Before the 1941 season began, the Mexican League consolidated, going from 7 teams down to only 6 teams. Although the number of Negro Leaguers decreased from 67 to 58, in percentage terms they increased from around 33% to 40% of the total player population. But this understates their impact, as in terms of At Bats, Negro League position players had over 50% of the league’s AB’s. And even that underplays the impact of the Negro League position players. A look at the OPS+ Leader Board will reveal the highest ranked native Mexican player was Epicacio Torres, at 96 OPS+.

This time Josh Gibson played the entire season in the league, and easily was the “MVP” for 1941, hitting .374 with 33 Home Runs and 124 RBIs in 358 At Bats. It would have been a Triple Crown season for Gibson except that Wild Bill Wright hit .390, and led the league with 26 Stolen Bases. It was a good year for Shortstops as Bus Clarkson (.334/.414/.598), Sam Bankhead (.351/.433/.521), and Willie Wells (.347/.430/.516) all had strong years.

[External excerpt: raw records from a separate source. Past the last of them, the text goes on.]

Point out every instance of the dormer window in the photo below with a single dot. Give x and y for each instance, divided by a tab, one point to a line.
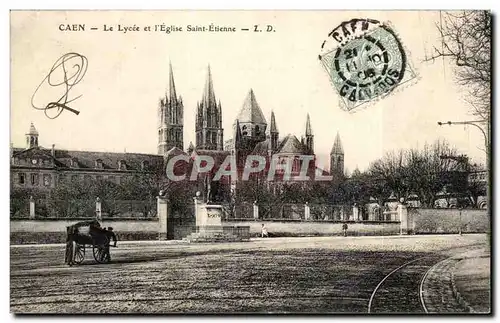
122	165
98	164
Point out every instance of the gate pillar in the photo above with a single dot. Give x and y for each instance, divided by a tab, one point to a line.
162	208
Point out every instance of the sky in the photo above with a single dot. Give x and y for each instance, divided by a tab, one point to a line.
128	73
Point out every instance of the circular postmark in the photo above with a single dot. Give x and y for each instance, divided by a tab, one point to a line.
364	59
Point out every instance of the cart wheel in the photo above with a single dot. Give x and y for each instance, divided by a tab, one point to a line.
99	253
79	253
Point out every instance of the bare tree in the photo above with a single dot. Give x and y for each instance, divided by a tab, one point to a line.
466	39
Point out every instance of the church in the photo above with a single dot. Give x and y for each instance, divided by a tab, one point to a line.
252	135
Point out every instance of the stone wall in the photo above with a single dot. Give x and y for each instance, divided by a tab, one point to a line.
298	228
450	220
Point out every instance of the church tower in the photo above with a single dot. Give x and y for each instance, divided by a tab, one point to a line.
273	134
251	123
171	123
32	137
209	131
309	137
337	157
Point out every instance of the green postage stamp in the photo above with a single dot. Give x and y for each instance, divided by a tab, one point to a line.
365	61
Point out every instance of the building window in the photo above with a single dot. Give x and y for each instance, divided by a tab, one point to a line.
98	164
34	179
122	165
47	179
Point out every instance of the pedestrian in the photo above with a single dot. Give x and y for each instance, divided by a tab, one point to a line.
264	231
110	235
344	229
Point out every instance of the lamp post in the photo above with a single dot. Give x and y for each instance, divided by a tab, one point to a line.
472	123
476	123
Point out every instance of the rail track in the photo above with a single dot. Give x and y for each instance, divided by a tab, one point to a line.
402	290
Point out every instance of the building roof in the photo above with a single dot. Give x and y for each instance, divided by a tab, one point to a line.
218	155
175	152
251	112
262	147
32	130
291	145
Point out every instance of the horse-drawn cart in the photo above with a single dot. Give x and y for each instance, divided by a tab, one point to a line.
84	236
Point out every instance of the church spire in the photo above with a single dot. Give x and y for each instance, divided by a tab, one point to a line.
337	146
208	93
274	127
309	138
173	95
32	137
308	126
237	135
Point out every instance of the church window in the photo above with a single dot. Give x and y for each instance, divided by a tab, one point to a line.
34	179
47	179
122	165
98	164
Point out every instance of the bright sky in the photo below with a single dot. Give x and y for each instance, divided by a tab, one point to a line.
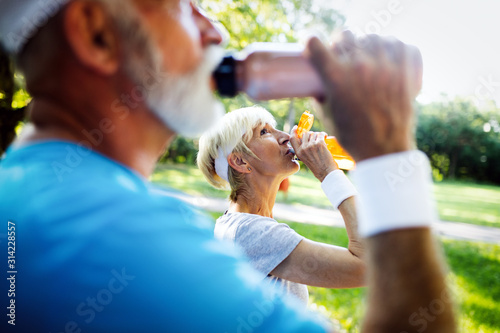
459	40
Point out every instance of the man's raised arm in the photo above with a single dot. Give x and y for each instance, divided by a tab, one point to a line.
371	84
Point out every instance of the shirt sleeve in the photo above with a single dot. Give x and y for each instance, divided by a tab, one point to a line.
190	282
266	242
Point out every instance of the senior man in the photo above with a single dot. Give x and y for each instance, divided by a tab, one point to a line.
100	249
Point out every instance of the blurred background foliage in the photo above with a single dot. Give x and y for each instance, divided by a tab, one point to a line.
462	141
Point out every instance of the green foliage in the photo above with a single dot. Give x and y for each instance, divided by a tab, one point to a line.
181	150
461	141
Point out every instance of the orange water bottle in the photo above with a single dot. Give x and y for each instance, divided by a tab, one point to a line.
343	159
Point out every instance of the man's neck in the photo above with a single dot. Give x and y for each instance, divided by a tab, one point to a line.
134	138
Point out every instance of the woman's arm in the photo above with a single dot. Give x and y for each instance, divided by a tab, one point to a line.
319	264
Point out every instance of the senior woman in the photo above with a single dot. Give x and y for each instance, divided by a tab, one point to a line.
247	152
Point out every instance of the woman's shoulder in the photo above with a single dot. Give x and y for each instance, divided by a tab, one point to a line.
241	218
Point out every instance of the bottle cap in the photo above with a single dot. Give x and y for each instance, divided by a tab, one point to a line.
225	77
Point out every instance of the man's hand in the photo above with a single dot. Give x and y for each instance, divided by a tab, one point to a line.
370	84
312	150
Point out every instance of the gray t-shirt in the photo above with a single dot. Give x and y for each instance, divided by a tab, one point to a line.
266	242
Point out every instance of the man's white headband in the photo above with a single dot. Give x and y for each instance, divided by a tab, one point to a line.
21	19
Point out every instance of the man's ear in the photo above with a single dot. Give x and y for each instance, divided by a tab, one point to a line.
91	36
238	163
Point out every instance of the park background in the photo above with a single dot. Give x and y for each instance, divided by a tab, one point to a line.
458	130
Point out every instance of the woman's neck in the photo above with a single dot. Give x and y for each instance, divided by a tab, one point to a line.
258	200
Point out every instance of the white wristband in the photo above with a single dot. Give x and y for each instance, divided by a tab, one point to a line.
395	192
337	187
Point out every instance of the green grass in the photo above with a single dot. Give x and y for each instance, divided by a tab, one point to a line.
469	203
457	201
474	280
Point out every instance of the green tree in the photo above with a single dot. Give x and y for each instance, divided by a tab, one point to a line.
13	101
461	141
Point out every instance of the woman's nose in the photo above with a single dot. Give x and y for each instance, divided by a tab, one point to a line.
283	138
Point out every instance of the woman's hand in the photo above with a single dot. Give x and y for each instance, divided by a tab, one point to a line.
312	150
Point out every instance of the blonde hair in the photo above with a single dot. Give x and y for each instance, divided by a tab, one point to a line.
234	129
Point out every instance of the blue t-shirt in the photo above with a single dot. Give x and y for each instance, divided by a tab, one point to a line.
100	249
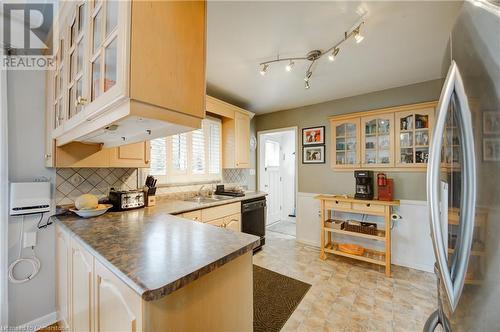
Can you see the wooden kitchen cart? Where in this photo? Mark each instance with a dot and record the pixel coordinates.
(330, 203)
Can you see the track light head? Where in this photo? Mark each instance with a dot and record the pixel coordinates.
(263, 69)
(308, 76)
(357, 36)
(334, 53)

Mexican Professional Baseball Hall of Famer Jesús Valenzuela was the ERA leader at 3.12 (153 ERA+), with his Tampico teammates Francisco Castañeda (3.51 ERA) and Nate Moreland (3.67 ERA) finishing right behind him.
Azules de Veracruz pitcher Barney Brown had the best W/L record at 16-5.

In the race for the championship, even with the top 3 pitchers Tampico only finished in 3rd, as heavy hitting Azules de Veracruz, with Hall of Famers Gibson, Wells and Ray Dandridge won for the second consecutive year.

(The data comes primarily from Pedro Cisneros’ “Mexican League Encyclopedia”, compiled into electronic form by Frank Hamilton. I, Juan Rivera, Eric Chalek, and Gary Ashwill all reviewed, edited, modified and added to the data, particularly in areas of team information, player identification and biographical material.)